Tuesday, May 17, 2011

Don't Think Twice, It's All Right


"Aspen! 1985!"

What?  Matty stops cold in his tracks, and when I looked over at him in that moment there was a flash across his face, in his eyes and the way he caught his breath.  Recollection?  Eh, maybe.  Intrepidation?  Perhaps.    He was dreamy-eyed nostalgic, and only for a second before he about-faced just in time for the bear hug greeting from a man with a small metal-framed pack on his back and a weathered guitar that he had dropped at his side.  He took a step back and held Matty at arm's length, with a smile on his face.  And when he smiled it was sincere and excitable, and his eyes looked wildly into Matty's eyes.  We saw the man was no more a man than we were, probably younger even.  But his eyes were sharp, quick and analyzing and eager.  Matt looked back at him ghastly, his eyebrows raised, his mouth agape.  "I was conceived in Aspen in '87," he breathed out in a way so that he sounded far away when he said it.

The boy with the wild eyes ticked his head to the side and his beaming smile faltered.  Monster and I looked at each other with the same awkward grit-toothed, silly face at the same time, then at Matt, then at the boy uneasily slinking backwards a half-step at a time.

And on queue, we all burst into laughter.  Me in my rainbow flannel and my puffy trench coat.  Monster dressed from head to toe in black and holding a rainbow umbrella.  Matty in his multi-colored neon skiing onesie.  And the boy in his grease-stained pants and tattered red woven button-down.  There was a blue-and-white-striped conductor's hat on his head and feathers in his hair and he asked if he could play us a song.  Well, of course he could.

So he opened his guitar case, pulled out a beat-up six-string with a stained-wood face and played Don't Think Twice, It's All Right.  His fingers pressed down hard on the neck and they plucked with a twang from the five metal picks on his strummin' hand.  It flowed out like honey to the ears, so rich and sweet that when I closed my eyes it could've been Bob Dylan himself playing his guitar there next to me in the woods by Porter Meadow with the rain misting down all around us.  But it Bob wasn't singing.  It was someone else, someone with a voice that cut loud and sharp through the woods, and a soft southern quiver that rose up and faded away, and entranced you so that your skin tickled with shivers and your breath got caught in your throat as your chest tightened in jubilant awe at the sheer beauty of it.  And when the song concluded and he looked around, he noticed that we were all hanging blissfully onto his every word.  And it was not just us, Matty, Monster, and me.  By now, others had gathered around the young troubadour, dazed, confused, and intrigued.  He was the pied piper.  He said his name was Roy Pilgrim.  And then he played another song.

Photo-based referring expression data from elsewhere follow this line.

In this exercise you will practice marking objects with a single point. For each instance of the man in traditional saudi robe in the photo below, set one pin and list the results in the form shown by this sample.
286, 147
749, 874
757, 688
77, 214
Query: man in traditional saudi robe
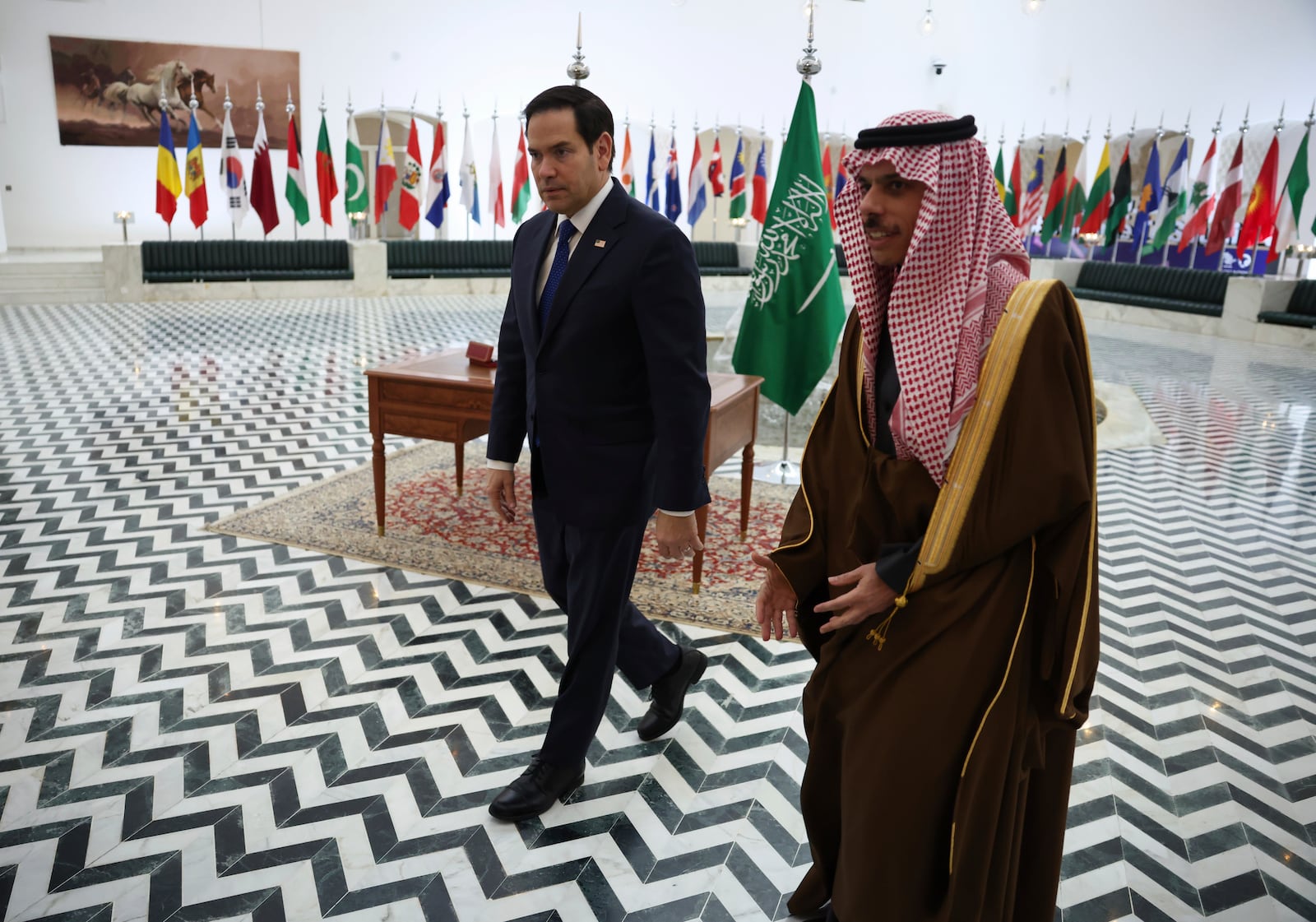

Then he played another and we were all caught under his spell.  Matt offered him a lemon brah.  He kindly declined.  Some other one offered him a beer.  It wasn't for him.  And he kept playing.  "Say, if any one a y'all wants to grab my guitar case, why, we could take this show on the road!" I happily obliged him, and no sooner had I done so, than Mr. Roy Pilgrim took to trotting on up through the meadow at a meandering little bounce-step, and like dandelion seeds we swayed by behind him.  In the haze, I remember running ahead of him and looking back from up on the hill.  He looked back up at me, smiling through the singing, and there was the purest, most primal sense of joy on his face.  He had a flock behind him.